Bora se encaminó hacia la puerta con paso enérgico y Guidi observó que, cuatro meses después del ataque con la granada, su cojera era menos pronunciada. De hecho, tenía muy buen aspecto.
– Mi chófer lo llevará a casa.
– No es necesario, mayor.
– Sí lo es. Ha venido a pie. Tiene las orejas rojas del frío. -La impaciencia de Bora hizo su aparición, y Guidi recordó también ese rasgo de su carácter-. Nos vemos mañana.
Después de la reunión Guidi se sintió furioso consigo mismo por haber dejado que Bora llevase la voz cantante y se impusiese sutilmente. En Lago ya había ocurrido de forma harto frecuente, cosa que lo contrariaba, pero la concisa fuerza del alemán era tan irresistible como molesta. Desprovisto de indulgencia, era la antítesis de Guidi, porque éste no estaba dispuesto a asumir tantos riesgos como Bora.
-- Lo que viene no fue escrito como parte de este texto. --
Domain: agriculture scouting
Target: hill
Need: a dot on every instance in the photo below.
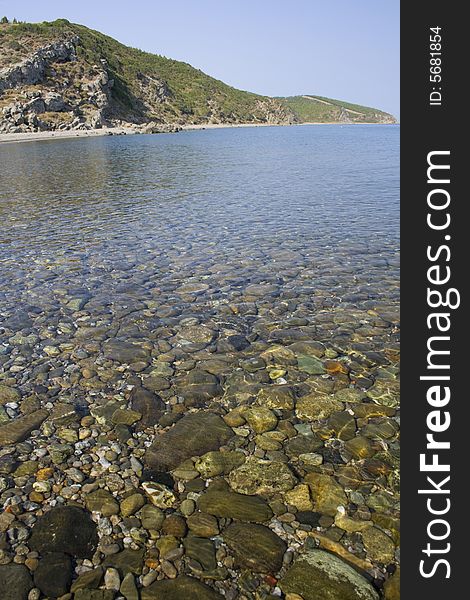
(316, 109)
(59, 75)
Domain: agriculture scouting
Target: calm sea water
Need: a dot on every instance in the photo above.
(209, 267)
(88, 213)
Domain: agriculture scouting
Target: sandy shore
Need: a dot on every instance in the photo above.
(51, 135)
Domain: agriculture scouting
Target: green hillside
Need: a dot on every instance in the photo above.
(60, 75)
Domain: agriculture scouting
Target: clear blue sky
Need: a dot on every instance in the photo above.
(345, 49)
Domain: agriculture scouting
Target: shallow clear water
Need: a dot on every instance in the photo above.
(230, 206)
(251, 273)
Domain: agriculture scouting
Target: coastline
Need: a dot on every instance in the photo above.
(8, 138)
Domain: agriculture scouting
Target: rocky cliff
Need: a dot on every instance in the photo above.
(59, 76)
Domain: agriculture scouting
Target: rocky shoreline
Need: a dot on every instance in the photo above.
(220, 490)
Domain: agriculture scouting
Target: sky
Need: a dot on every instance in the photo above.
(343, 49)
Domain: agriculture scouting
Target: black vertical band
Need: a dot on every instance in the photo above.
(435, 272)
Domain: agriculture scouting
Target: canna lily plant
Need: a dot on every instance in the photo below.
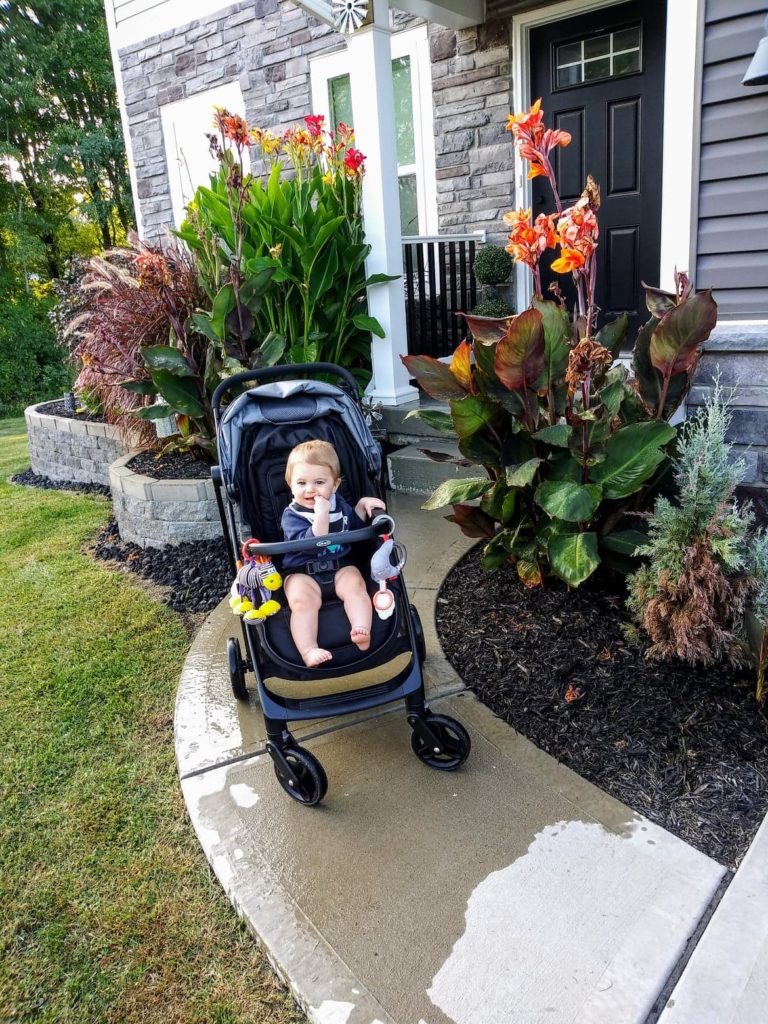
(571, 442)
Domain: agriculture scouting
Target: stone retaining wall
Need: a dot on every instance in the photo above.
(740, 354)
(72, 450)
(155, 513)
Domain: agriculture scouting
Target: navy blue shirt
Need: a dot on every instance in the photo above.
(297, 523)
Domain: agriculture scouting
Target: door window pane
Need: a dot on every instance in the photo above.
(403, 111)
(340, 100)
(598, 57)
(409, 207)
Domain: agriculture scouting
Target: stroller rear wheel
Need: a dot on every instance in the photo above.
(300, 774)
(452, 744)
(237, 673)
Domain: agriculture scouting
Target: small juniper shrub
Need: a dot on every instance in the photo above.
(691, 596)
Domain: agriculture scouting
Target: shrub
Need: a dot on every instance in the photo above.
(296, 232)
(690, 597)
(33, 365)
(571, 444)
(496, 308)
(131, 301)
(493, 265)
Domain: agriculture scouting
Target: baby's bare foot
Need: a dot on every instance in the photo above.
(315, 656)
(360, 637)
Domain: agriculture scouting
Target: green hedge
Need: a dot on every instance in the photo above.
(33, 366)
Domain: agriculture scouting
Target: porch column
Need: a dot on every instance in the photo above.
(373, 109)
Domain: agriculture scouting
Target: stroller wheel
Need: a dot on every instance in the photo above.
(452, 747)
(237, 675)
(301, 775)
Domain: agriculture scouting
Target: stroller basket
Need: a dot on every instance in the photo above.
(256, 431)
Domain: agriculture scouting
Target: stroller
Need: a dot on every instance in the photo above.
(256, 431)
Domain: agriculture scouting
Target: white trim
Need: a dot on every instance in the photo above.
(679, 172)
(139, 19)
(112, 33)
(413, 43)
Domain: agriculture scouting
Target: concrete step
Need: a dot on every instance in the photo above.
(411, 470)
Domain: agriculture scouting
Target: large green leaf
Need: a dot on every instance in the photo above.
(519, 354)
(434, 377)
(633, 454)
(568, 501)
(168, 358)
(573, 557)
(181, 393)
(364, 323)
(557, 435)
(556, 325)
(433, 418)
(675, 341)
(451, 492)
(471, 414)
(486, 330)
(522, 475)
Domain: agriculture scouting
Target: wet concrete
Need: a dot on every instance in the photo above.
(510, 891)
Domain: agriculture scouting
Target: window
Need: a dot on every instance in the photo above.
(609, 55)
(332, 95)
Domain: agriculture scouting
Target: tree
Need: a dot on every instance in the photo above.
(60, 136)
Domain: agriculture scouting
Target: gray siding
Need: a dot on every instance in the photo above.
(732, 254)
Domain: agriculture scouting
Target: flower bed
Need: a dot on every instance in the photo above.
(68, 449)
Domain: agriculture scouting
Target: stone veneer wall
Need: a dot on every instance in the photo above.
(265, 45)
(155, 513)
(471, 92)
(62, 449)
(740, 355)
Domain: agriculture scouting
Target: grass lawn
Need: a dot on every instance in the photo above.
(108, 909)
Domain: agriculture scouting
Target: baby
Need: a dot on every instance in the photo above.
(313, 475)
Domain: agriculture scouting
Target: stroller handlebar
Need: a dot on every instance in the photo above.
(279, 373)
(381, 525)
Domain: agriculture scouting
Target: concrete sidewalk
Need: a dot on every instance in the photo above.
(510, 892)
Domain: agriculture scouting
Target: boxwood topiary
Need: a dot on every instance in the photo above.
(493, 265)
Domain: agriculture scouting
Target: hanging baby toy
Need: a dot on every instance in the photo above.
(386, 564)
(257, 579)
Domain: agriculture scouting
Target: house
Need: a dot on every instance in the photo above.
(650, 91)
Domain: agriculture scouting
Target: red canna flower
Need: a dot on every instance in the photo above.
(353, 161)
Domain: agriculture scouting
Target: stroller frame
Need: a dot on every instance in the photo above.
(437, 740)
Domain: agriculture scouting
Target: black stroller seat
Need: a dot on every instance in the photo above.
(256, 432)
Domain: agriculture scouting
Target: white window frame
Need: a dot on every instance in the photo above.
(680, 156)
(414, 44)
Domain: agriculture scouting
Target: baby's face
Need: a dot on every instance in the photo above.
(308, 482)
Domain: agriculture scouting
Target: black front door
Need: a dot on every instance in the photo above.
(600, 77)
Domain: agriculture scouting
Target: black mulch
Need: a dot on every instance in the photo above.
(30, 479)
(686, 748)
(170, 466)
(195, 574)
(59, 409)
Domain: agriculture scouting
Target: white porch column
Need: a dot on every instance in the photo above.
(373, 110)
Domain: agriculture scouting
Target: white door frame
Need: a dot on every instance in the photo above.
(681, 101)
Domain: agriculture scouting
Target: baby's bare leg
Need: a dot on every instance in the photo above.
(350, 587)
(304, 599)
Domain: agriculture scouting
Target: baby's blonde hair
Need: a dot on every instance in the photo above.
(316, 454)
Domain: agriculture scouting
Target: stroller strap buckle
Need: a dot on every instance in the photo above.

En el cuarto año de guerra la vida en la ciudad era gris, y el coche del ejército alemán recorría calles donde los escasos transeúntes también parecían grises. Guidi estaba impresionado por el enorme tamaño de Roma. Lejos de la provincia del norte (donde«alemanes» significaba Bora y su destacamento), la capital italiana, después de la pérdida del sur, se había llenado de miembros de la Wehrmacht y las SS, paracaidistas y aviadores; sus mandos se habían instalado en los mejores hoteles y se había prohibido a los civiles el acceso a las avenidas más elegantes. Roma estaba sitiada por dentro, por extraño que resultara. Muy extraño también ver a Bora con todas sus medallas. Guidi nunca se las había visto en el severo uniforme de campaña; sin embargo, daban cuenta de todo lo que había que saber militarmente de él.